Sunday, January 20, 2013

From the Archives: The 80/20 Rule in Action • Systematic Relative Strength • Dorsey Wright Money Management Systematic Relative Strength

Nice piece

From the Archives: The 80/20 Rule in Action • Systematic Relative Strength • Dorsey Wright Money Management Systematic Relative Strength:


From the Archives: The 80/20 Rule in Action

According to a fascinating study discussed in Time Magazine based on 27 million hands of Texas Hold’em, it turns out that the more hands poker players win, the more money they lose!  What’s going on here?
I suspect it has to do with investor preferences–gamblers often think the same way.  Most people like to have a high percentage of winning trades; they are less happy with a lower percentage of winning trades, even if the occasional winner is a big one.  In other words, investors will often prefer a system with 65% winning trades over a system with 45% winning trades, even if the latter method results in much greater overall profits.
People overweigh their frequent small gains vis-à-vis occasional large losses,” Siler says.

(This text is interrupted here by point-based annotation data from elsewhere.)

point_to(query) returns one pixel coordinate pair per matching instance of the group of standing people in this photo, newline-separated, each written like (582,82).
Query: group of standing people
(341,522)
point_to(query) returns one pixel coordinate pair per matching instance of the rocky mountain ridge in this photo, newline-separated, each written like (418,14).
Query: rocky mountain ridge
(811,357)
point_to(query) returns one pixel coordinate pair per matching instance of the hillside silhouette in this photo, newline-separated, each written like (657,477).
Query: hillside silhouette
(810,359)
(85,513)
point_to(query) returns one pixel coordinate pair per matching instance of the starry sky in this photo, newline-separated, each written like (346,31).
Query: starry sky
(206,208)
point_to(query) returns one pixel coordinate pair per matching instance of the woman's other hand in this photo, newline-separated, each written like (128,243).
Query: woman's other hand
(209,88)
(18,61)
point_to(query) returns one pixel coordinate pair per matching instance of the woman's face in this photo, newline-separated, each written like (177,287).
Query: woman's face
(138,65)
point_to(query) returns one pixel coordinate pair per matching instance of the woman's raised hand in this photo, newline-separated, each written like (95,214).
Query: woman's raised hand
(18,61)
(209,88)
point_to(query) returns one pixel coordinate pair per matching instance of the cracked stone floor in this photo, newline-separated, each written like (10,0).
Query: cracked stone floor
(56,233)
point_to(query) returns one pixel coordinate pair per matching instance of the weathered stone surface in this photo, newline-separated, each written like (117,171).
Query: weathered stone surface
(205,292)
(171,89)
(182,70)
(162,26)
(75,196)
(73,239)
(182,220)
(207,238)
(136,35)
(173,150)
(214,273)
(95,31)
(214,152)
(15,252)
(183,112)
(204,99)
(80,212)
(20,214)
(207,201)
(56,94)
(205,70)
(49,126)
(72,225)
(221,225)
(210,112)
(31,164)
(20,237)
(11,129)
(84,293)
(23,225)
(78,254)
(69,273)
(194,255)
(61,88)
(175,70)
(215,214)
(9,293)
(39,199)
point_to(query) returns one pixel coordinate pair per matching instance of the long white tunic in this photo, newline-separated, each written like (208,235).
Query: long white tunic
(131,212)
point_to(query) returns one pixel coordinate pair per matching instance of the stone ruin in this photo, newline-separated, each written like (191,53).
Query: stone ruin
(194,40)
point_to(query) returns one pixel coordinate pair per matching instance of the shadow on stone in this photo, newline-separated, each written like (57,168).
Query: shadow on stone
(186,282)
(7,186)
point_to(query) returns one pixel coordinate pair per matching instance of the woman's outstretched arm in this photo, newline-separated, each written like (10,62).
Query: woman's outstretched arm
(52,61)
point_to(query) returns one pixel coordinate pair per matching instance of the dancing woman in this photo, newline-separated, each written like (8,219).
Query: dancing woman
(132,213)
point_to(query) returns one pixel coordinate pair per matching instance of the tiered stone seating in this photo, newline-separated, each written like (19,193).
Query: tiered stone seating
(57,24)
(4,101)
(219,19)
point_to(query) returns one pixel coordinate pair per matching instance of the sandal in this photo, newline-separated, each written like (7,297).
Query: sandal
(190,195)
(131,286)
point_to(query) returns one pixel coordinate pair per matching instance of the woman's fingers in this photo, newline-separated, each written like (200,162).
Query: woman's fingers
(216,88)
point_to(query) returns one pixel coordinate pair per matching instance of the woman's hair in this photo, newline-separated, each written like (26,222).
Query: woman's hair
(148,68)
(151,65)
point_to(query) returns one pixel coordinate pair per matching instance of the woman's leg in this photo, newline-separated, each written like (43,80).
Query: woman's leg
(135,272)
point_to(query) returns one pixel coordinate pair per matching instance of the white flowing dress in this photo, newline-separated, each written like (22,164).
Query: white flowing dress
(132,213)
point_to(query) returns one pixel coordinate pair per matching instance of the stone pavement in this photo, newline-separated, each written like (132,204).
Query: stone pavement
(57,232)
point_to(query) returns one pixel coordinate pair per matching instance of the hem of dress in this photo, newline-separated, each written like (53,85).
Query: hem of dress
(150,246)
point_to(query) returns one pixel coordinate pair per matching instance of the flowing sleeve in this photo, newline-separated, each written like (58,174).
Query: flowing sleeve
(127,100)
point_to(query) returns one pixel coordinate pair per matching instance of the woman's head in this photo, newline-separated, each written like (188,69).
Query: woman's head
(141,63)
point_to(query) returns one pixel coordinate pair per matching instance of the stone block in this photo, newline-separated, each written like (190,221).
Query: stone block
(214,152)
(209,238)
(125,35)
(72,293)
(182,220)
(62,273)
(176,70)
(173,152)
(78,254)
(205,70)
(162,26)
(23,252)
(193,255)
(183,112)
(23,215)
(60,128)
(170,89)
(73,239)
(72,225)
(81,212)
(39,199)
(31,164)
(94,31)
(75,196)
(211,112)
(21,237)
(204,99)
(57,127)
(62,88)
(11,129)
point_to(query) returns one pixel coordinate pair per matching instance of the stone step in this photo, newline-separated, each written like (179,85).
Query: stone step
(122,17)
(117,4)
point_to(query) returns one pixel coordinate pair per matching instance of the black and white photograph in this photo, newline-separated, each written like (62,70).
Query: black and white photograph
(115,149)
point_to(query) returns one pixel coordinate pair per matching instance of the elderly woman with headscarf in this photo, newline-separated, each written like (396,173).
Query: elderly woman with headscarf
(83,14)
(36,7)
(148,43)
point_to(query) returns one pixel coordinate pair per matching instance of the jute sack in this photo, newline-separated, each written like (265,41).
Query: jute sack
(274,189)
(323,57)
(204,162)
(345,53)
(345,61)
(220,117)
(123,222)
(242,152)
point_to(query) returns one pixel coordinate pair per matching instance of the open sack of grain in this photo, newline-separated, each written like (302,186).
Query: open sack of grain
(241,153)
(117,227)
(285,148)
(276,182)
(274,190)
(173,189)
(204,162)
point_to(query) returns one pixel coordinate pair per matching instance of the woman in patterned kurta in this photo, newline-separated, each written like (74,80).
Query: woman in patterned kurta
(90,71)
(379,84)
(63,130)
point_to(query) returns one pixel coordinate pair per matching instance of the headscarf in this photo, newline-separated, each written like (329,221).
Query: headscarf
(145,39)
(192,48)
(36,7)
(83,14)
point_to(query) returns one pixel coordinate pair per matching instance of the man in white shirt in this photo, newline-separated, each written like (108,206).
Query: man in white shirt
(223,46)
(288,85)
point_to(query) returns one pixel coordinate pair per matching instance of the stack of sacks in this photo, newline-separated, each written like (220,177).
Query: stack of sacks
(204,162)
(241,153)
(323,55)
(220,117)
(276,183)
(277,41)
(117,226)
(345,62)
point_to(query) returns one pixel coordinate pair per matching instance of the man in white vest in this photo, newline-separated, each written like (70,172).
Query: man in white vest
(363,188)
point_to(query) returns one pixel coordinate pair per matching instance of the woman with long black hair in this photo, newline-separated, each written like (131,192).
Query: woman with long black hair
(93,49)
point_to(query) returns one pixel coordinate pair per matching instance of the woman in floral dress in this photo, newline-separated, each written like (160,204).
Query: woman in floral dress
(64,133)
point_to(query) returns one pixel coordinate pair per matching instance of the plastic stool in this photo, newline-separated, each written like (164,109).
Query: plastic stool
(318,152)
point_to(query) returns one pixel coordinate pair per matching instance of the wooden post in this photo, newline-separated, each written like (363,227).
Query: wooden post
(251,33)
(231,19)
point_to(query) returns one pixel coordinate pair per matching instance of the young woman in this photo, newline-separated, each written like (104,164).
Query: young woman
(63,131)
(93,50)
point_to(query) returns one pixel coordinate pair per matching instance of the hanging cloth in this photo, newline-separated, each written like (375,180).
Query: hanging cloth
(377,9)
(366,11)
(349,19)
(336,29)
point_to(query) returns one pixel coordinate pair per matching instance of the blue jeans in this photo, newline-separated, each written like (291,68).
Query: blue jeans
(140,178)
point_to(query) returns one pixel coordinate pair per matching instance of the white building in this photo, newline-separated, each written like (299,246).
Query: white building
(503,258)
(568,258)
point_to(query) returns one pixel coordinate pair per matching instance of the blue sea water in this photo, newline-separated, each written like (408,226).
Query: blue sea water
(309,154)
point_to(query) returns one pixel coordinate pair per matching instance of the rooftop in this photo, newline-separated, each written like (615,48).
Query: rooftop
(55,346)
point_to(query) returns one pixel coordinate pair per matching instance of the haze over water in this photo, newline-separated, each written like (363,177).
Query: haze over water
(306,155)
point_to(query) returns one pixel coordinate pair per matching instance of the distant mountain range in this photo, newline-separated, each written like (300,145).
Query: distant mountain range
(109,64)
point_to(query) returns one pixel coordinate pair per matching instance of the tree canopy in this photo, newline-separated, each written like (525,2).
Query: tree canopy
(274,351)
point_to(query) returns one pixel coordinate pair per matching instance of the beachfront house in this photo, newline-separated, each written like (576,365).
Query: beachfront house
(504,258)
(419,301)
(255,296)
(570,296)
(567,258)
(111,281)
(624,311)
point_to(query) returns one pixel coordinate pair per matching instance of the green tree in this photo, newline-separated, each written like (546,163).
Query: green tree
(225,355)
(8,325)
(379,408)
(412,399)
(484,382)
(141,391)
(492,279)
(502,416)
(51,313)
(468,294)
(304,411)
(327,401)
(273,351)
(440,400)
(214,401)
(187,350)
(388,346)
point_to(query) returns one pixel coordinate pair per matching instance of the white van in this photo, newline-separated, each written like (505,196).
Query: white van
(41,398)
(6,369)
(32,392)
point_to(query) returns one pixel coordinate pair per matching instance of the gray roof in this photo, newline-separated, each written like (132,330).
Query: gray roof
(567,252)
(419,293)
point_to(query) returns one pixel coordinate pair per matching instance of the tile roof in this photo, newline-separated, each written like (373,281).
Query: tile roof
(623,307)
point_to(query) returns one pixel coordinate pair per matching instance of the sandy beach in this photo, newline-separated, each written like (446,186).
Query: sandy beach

In fact, you are generally best off if you cut your losses and let your winners run.  This is the way that systematic trend following tends to work.  Often this results in a few large trades (the 20% in the 80/20 rule) making up a large part of your profits.  Poker players and amateur investors obviously tend to work the other way, preferring lots of small profits–which all tend to be wiped away by a few large losses.  Taking lots of small profits is the psychological path of least resistance, but the easy way is the wrong way in this case.
—-this article was originally published 2/10/2010.  Investors still have irrational preferences about making money.  They usually want profits—but apparently only if they are in a certain distribution!  Real life doesn’t work that way.  Making money is a fairly messy process.  Only a few names turn out to be big winners, so you’ve got to give them a chance to run.


4 comments:

  1. Most professional poker players are classified as "scalpers": they try to take down pots early and they don't want to face a big showdown by going all-in. They have no recourse if they lose, and payoffs are only 1-to-1 in a heads-up situation. They is no value in playing for an outlier unless the implied pot value is extremely high early in the hand - in this case, a pro player often wants to take down a pot early. This is very common in cash games, and less so in tournaments for one reason: they buy-in in tournaments is a call option, and moving up the prize ladder is all gamma. This is why you see more all-ins and wild play in tournaments than in cash games. 99% of all pro gamblers make less than 50K AGI, and most of their income comes from endorsements. if pro poker players take a huge hit in a cash game, they might lose their entire year's income or even more. at $4K/month before taxes , it is a tight lifestyle if you have no endorsements. a pro in a tournament wants to try to make the prize cut, then play more aggressive/sharp when the pro is in the money. The story is most likely referring to cash games, but tournaments often have good players with "low frequency wins".